In [1]:
import numpy as np              #For handling arrays
import pandas as pd             # For handling data
import os
import shutil

import matplotlib.pyplot as plt

%matplotlib inline

#from tensorflow.keras.preprocessing.image import ImageDataGenerator
#from tensorflow.keras.models import Sequential
#from tensorflow.keras.layers import Dense, Conv2D, Flatten, MaxPooling2D
#from tensorflow.keras.callbacks import EarlyStopping, ReduceLROnPlateau
#from tensorflow.keras.utils import plot_model
#from sklearn.utils.class_weight import compute_class_weight

import warnings
warnings.filterwarnings('ignore')

In [2]:
# Path to data set
csv_file = "file:///home/hduser/Downloads/work2/ProjectTweets.csv"

# Data Understanding

In [40]:
#Import pyspark SQL
from pyspark.sql import SparkSession        

# Create a SparkSession
spark = (SparkSession
  .builder
  .appName("SparkSQL")
  .getOrCreate())

# Read and create a temporary view
# The dataset doesnt contain header, so header = false
# toDF to define appropriated column name
dfTwitter = (spark.read.format("csv")
  .option("inferSchema", "true")
  .option("header", "false")
  .load(csv_file)
  .toDF('id', 'seq', 'date', 'query', 'user', 'tweet'))

dfTwitter.createOrReplaceTempView("tblTempTwitter")




In [41]:
spark.sql("""SELECT * FROM tblTempTwitter""").show(10)

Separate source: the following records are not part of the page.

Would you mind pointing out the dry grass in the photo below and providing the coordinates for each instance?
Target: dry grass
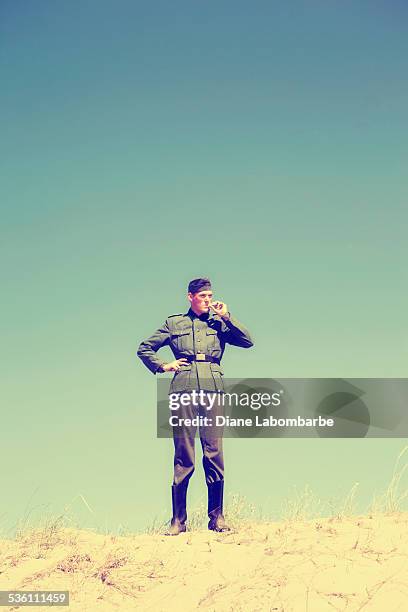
(303, 562)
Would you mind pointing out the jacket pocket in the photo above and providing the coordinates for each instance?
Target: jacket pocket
(216, 369)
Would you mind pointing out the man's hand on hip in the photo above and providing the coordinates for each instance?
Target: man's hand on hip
(174, 366)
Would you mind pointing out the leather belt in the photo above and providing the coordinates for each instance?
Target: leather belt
(200, 357)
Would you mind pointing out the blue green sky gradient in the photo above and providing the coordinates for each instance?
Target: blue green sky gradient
(144, 144)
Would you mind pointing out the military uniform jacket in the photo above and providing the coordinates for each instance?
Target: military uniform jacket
(189, 334)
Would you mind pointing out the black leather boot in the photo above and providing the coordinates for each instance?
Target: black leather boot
(178, 498)
(215, 502)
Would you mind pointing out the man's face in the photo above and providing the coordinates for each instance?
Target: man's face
(200, 301)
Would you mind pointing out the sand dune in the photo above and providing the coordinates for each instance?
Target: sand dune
(355, 563)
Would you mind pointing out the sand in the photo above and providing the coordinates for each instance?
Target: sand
(353, 563)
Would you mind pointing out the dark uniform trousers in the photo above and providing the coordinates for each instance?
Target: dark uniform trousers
(210, 437)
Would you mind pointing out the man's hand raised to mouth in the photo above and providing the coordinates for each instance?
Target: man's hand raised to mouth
(220, 309)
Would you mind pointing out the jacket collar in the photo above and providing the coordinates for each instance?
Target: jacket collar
(204, 317)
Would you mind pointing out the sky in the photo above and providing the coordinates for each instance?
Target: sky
(145, 144)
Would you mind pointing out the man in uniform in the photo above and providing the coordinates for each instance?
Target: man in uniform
(197, 340)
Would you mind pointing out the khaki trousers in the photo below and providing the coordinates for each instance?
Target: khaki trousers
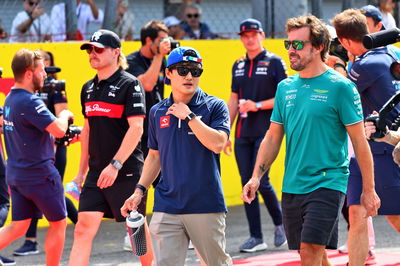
(170, 235)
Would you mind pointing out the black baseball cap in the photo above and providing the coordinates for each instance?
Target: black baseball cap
(103, 39)
(250, 24)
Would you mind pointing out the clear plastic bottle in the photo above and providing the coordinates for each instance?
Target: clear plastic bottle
(242, 115)
(72, 189)
(136, 232)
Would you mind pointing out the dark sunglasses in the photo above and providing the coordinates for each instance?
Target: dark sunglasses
(192, 15)
(297, 45)
(97, 50)
(183, 71)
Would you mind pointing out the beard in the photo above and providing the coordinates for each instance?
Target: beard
(37, 83)
(301, 62)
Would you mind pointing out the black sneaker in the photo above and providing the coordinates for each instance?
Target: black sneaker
(28, 248)
(6, 262)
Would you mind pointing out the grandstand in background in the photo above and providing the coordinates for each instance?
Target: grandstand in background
(223, 16)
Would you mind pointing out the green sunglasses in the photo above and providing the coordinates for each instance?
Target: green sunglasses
(297, 45)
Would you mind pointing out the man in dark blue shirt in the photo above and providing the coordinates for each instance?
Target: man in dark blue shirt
(371, 73)
(254, 82)
(34, 181)
(187, 131)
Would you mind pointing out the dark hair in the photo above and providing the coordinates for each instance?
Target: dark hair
(23, 60)
(151, 29)
(350, 24)
(319, 33)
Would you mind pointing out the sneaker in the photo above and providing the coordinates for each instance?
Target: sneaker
(127, 244)
(370, 258)
(343, 249)
(253, 244)
(6, 262)
(279, 236)
(28, 248)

+---+----------+--------------------+--------+---------------+--------------------+
| id|       seq|                date|   query|           user|               tweet|
+---+----------+--------------------+--------+---------------+--------------------+
|  0|1467810369|Mon Apr 06 22:19:...|NO_QUERY|_TheSpecialOne_|@switchfoot http:...|
|  1|1467810672|Mon Apr 06 22:19:...|NO_QUERY|  scotthamilton|is upset that he ...|
|  2|1467810917|Mon Apr 06 22:19:...|NO_QUERY|       mattycus|@Kenichan I dived...|
|  3|1467811184|Mon Apr 06 22:19:...|NO_QUERY|        ElleCTF|my whole body fee...|
|  4|1467811193|Mon Apr 06 22:19:...|NO_QUERY|         Karoli|@nationwideclass ...|
|  5|1467811372|Mon Apr 06 22:20:...|NO_QUERY|       joy_wolf|@Kwesidei not the...|
|  6|1467811592|Mon Apr 06 22:20:...|NO_QUERY|        mybirch|         Need a hug |
|  7|1467811594|Mon Apr 06 22:20:...|NO_QUERY|           coZZ|@LOLTrish hey  lo...|
|  8|1467811795|Mon Apr 06 22:20:...|NO_QUERY|2Hood4Hollywood|@Tatiana_K nop

In [42]:
spark.sql("""SELECT * FROM tblTempTwitter where query != 'NO_QUERY'""").show(10)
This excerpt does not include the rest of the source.